Chanadda Poohongthong, Numchai Supparerkchaisakul


The purpose of this critical participatory action research was to design the transformative learning activities from identifying “the shared felt concerns” of the student teachers. The participants include 13 student teachers, 6 pre-service student teachers, a lecturer, 2 mentors, and a technical expert; all voluntarily agreed to participate from a university located in the lower north of Thailand. The data was collected by various instruments (informal conversations, draft of plan, checklists, and field notes). The process of this study was to 1) establish “a public sphere”, 2) ask the critical questions with the communicative action, 3) identify “shared felt concerns”, and 4) design of the transformative learning activities. The results showed that there were 3 themes: first, fear of resistance towards teaching from students and a supervising teacher. Second, a lack of deep knowledge, experiences, and skills in the learner-centered approach, and third, student teachers were unconsciously passive learners.
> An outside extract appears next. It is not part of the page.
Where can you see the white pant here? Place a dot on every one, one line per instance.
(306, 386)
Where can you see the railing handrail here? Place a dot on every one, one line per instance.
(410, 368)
All themes led to design the activities for the 10 phases of the transformational process summarized as follows: starting with meditation, asking the critical questions, a metaphor for keeping a journal, round-robin discussion, group discussion, mind mapping, role play, building confidence and competence, and teaching in the actual classroom in the practicum experience. From these findings, it is recommended that establishing public sphere and communicative action through other activities or tools could support the participants’ self-reflection and learning.